Self-custody security is shifting from protecting a secret to designing systems where the secret is useless to a thief. New wallets are being built not just to withstand digital attacks, but to make the physical theft of Bitcoin mathematically pointless.
On What Bitcoin Did, Jonathan Pollock detailed BitKey's vault system. It uses a 2-of-2 multisig with Block, requiring two biometric scans separated by a configurable time delay - days or weeks. The goal is to outlast an attacker's patience, as 99% of documented coercion attacks end within a week. Paradoxically, Pollock noted the final escape route might be sending funds to a KYC exchange, moving the battle from a knife point to an identity-verification process an attacker cannot win.
"The industry must design for a scenario where the attacker has full knowledge of your setup and the victim is compliant, yet the coins remain unreachable."

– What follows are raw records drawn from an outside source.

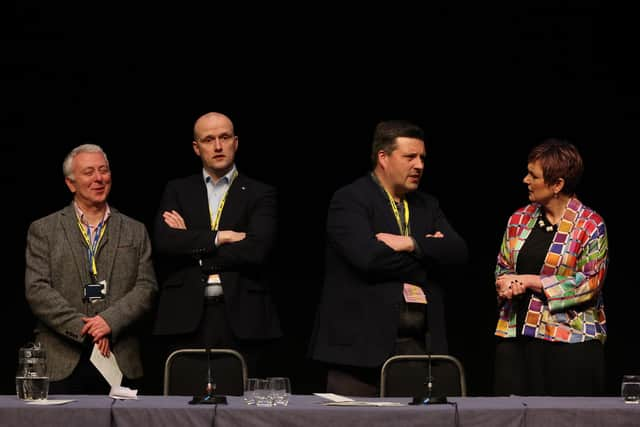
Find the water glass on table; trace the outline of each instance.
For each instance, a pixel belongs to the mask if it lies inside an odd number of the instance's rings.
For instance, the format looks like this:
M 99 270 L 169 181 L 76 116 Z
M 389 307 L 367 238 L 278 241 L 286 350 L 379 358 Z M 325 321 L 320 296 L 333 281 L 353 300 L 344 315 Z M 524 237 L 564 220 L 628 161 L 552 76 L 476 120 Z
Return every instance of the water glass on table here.
M 21 400 L 47 400 L 47 353 L 40 343 L 28 343 L 18 352 L 16 394 Z
M 269 389 L 269 381 L 258 378 L 256 380 L 256 388 L 253 392 L 256 400 L 256 406 L 273 406 L 271 391 Z
M 291 381 L 287 377 L 270 377 L 269 391 L 274 406 L 287 406 L 291 395 Z
M 245 387 L 244 387 L 244 395 L 242 396 L 242 399 L 247 405 L 256 404 L 255 392 L 256 392 L 257 381 L 258 381 L 258 378 L 247 378 L 247 383 L 245 384 Z
M 626 403 L 640 403 L 640 375 L 623 376 L 620 394 Z

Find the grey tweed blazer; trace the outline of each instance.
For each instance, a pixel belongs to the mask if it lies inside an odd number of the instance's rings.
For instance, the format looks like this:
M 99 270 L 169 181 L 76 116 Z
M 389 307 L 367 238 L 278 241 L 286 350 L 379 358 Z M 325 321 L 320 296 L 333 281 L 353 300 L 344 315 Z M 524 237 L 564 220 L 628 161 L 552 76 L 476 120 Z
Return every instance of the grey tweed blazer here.
M 135 322 L 149 311 L 157 292 L 147 230 L 111 208 L 97 250 L 98 280 L 107 281 L 106 298 L 82 299 L 89 282 L 87 245 L 73 203 L 34 221 L 27 233 L 25 295 L 37 318 L 35 340 L 47 350 L 52 381 L 68 377 L 91 337 L 80 336 L 82 317 L 100 315 L 111 327 L 111 350 L 127 378 L 142 376 Z M 86 340 L 85 340 L 86 338 Z

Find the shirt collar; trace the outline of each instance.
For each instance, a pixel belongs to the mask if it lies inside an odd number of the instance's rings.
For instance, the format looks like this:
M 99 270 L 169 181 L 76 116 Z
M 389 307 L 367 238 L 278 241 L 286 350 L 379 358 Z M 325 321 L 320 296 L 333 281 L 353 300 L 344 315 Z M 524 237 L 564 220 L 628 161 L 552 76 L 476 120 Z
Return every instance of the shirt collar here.
M 82 211 L 82 209 L 80 209 L 80 206 L 78 206 L 78 204 L 75 201 L 73 202 L 73 207 L 76 210 L 76 215 L 78 216 L 78 218 L 80 218 L 80 222 L 82 224 L 88 226 L 88 227 L 93 227 L 86 220 L 84 212 Z M 109 204 L 107 203 L 107 210 L 104 212 L 104 217 L 102 218 L 102 222 L 107 222 L 107 219 L 109 219 L 110 216 L 111 216 L 111 208 L 109 207 Z
M 233 177 L 234 173 L 236 173 L 236 165 L 235 165 L 235 163 L 234 163 L 233 167 L 231 168 L 231 170 L 229 172 L 227 172 L 222 178 L 220 178 L 218 180 L 218 182 L 223 182 L 225 184 L 229 184 L 231 182 L 231 178 Z M 202 177 L 204 179 L 204 183 L 205 184 L 208 184 L 208 183 L 212 183 L 213 184 L 213 180 L 211 179 L 211 175 L 209 175 L 204 168 L 202 168 Z

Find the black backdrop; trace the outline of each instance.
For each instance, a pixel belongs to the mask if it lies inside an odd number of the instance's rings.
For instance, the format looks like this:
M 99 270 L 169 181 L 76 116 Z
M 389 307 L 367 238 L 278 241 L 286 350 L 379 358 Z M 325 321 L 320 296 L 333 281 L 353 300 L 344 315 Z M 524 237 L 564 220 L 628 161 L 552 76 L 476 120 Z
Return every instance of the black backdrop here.
M 221 111 L 236 124 L 239 169 L 279 189 L 285 339 L 273 363 L 294 392 L 324 387 L 306 350 L 329 198 L 369 169 L 375 124 L 405 118 L 428 134 L 422 188 L 471 249 L 468 267 L 452 271 L 447 318 L 473 395 L 490 393 L 492 274 L 506 219 L 527 201 L 528 150 L 549 136 L 578 146 L 586 161 L 579 196 L 610 233 L 608 391 L 617 394 L 622 374 L 640 372 L 628 350 L 640 297 L 635 233 L 629 220 L 623 228 L 635 196 L 629 151 L 640 133 L 637 30 L 625 10 L 553 4 L 366 13 L 327 4 L 241 13 L 219 4 L 3 6 L 0 393 L 13 392 L 17 349 L 33 326 L 23 296 L 26 230 L 68 203 L 64 155 L 86 140 L 101 144 L 111 203 L 150 226 L 164 183 L 199 169 L 193 121 Z M 145 359 L 157 365 L 145 340 Z M 159 375 L 149 372 L 143 392 L 161 392 Z

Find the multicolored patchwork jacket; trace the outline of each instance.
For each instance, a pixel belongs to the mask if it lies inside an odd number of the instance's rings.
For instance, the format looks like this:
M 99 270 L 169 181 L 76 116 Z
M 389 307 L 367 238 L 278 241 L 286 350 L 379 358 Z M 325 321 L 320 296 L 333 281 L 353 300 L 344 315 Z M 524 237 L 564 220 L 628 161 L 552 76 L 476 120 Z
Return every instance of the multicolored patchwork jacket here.
M 520 249 L 541 209 L 537 203 L 529 204 L 509 218 L 496 277 L 515 273 Z M 608 263 L 602 217 L 578 199 L 570 199 L 540 271 L 544 293 L 529 299 L 522 335 L 567 343 L 592 339 L 604 343 L 607 324 L 601 290 Z M 508 300 L 501 301 L 495 334 L 516 336 L 516 310 Z

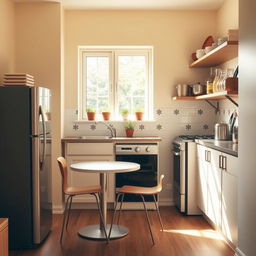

- Jonathan Pollock, What Bitcoin Did
Inheritance, the other major flaw in self-custody, is being automated on-chain. On Citadel Dispatch, Ben Kaufman explained how Bitcoin Keeper uses Miniscript absolute time-locks. An owner gives an heir a key that only activates after a set period, like two years. If the owner doesn't refresh the lock with an on-chain transaction, the heir gains access automatically, turning the Bitcoin protocol into a self-executing trust.
The underlying hardware is also being redesigned to eliminate the seed phrase, which Pollock calls an 'instant compromise' vector. BitKey keeps the private key strictly on the hardware, gated by a fingerprint. Meanwhile, on TFTC, Zach Herbert argued that Foundation's new operating system, KOS, uses hardware-level sandboxing to isolate apps, challenging Ledger's manual-review model. This aims to create a general-purpose security device where apps can't access the master seed, enabling innovation without centralized permission.
"Recovery is handled through a collaborative 2-of-3 setup where keys are distributed between the hardware, a phone app, and Block’s servers."
- Jonathan Pollock, What Bitcoin Did
The progression is clear: security is no longer a user's DIY project. It's being baked into protocols and hardware that protect users from both external coercion and their own errors.